"Chaque jour passe, et de plus en plus de collègues inquièt·e·s de la nouvelle situation nous demandent conseil. Les recommandations changent presque d'un jour à l'autre, jusqu'à l'obligation de confinement qui signifie notre mort sociale". C'est à l'attention du ministre des Solidarités et de la Santé Olivier Véran que s'adresse cet édifiant et salutaire Manifeste du Strass, le Syndicat du travail sexuel en France. En plein confinement national, alors que leur fragilité professionnelle s'intensifie (mesures sanitaires obligent), travailleuses et travailleurs du sexe interpellent le gouvernement afin de bénéficier de véritables droits.
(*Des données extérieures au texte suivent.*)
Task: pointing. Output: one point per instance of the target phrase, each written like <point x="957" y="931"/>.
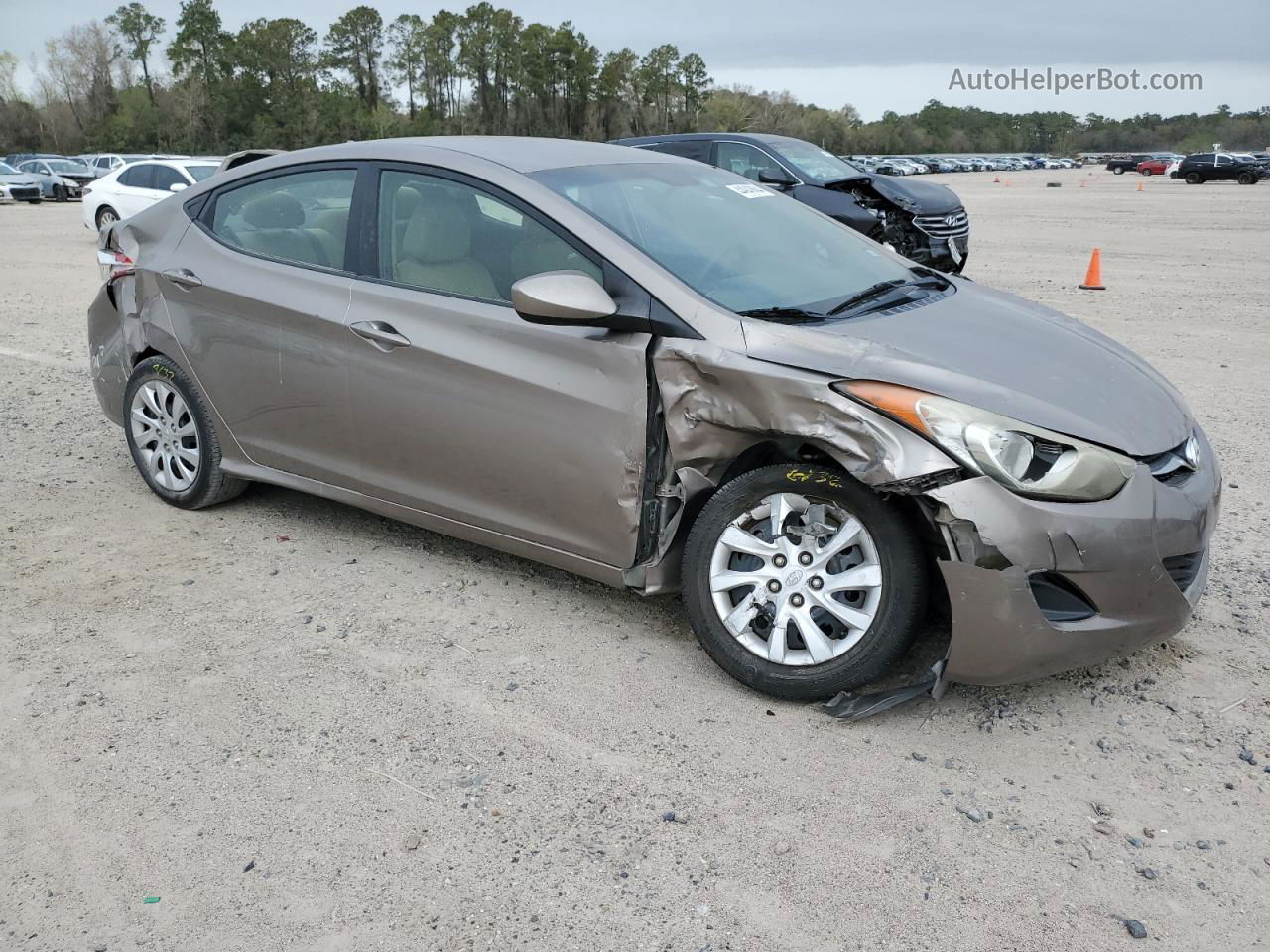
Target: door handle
<point x="183" y="277"/>
<point x="380" y="334"/>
Et donc, de "changer de paradigme".
Le confinement actuel exacerbe les discriminations sociales. Sa romantisation est un privilège de classe et cet adage est d'autant plus vrai lorsqu'il s'agit d'évoquer les travailleuses et travailleurs du sexe (ou "TDS") qui, comme le rappelle le Strass, sont exclu·e·s du droit du travail "pour des raisons purement idéologiques et morales". C'est-à-dire ? Pas de chômage technique, de droit de retrait, d'arrêt de travail ou de congés payés.
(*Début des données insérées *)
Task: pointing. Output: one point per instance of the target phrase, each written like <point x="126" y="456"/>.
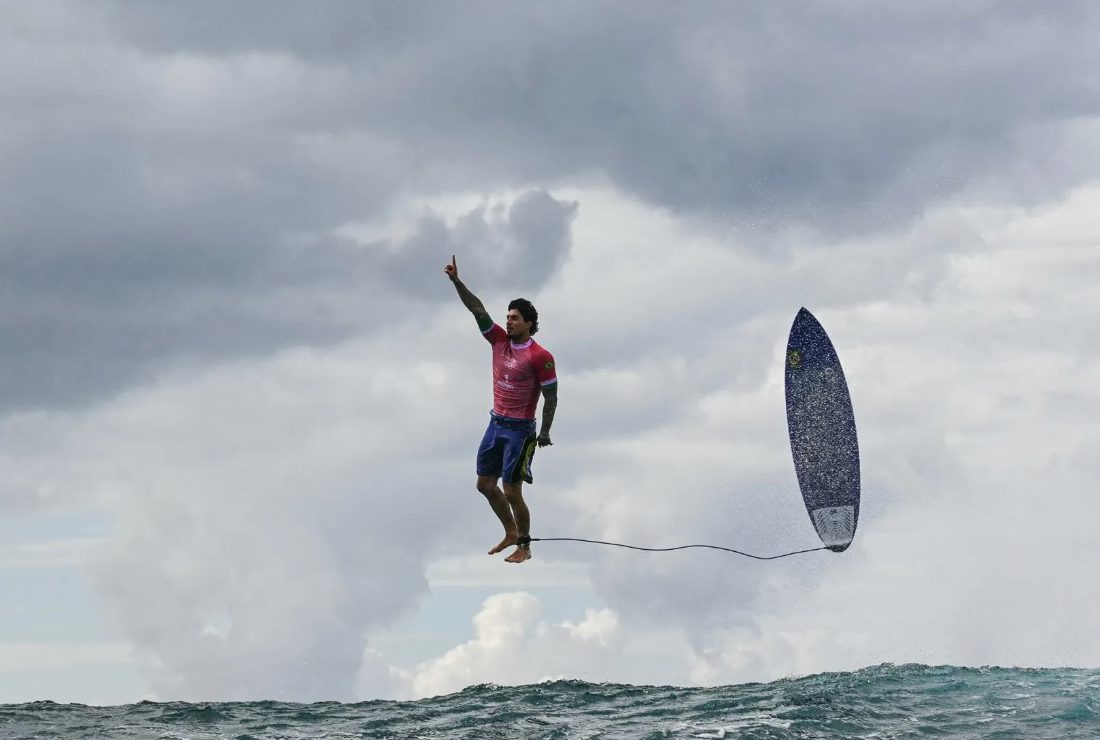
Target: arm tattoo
<point x="471" y="301"/>
<point x="549" y="406"/>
Cette absence flagrante de protection met aujourd'hui en péril le quotidien de bien des femmes et des hommes. Et cela ne peut plus durer. Le Strass tire la sonnette d'alarme : "Les vies des travailleur·ses du sexe sont en danger !".
Pour une durée indéterminée, bien des "TDS" se retrouvent donc au chômage technique... mais sans en bénéficier le moins du monde. Des droits limités déplorés par le Strass qui fustige "les défaillances de l'Etat" et suggère avec insistance de repenser le système national de solidarité et de protection sociale, afin d'assurer à toutes et tous des revenus décents en cas de non-travail. "Le confinement risque de durer longtemps, or nous aurons tou·te·s besoin tôt ou tard de gagner de quoi couvrir les frais de la vie courante", ajoute le syndicat. L'heure est grave. Certains d'entre-nous ont le statut d'auto-entrepreneur mais ça reste des aides qui ne représentent pas grand-chose. La majorité d'entre nous n'ont pas de statut. On n'a rien", s'attriste Amar, la secrétaire générale du Strass.
Une inquiétude redoublée par bien des facteurs, des risques qu'encourent les travailleur·se·s les plus précaires au niveau sanitaire (forcé·e·s de travailler pour survivre) à leur stigmatisation par l'opinion publique ("[Les TDS ont toujours été] considéré·e· s comme des vecteurs de maladie"), sans oublier, comme le développe Au Féminin, les risques d'expulsion (puisque de non-paiement du loyer), la situation d'autant plus préoccupante des femmes migrantes et les dangers relatifs à un travail exclusivement virtuel, comme le cyber-harcèlement.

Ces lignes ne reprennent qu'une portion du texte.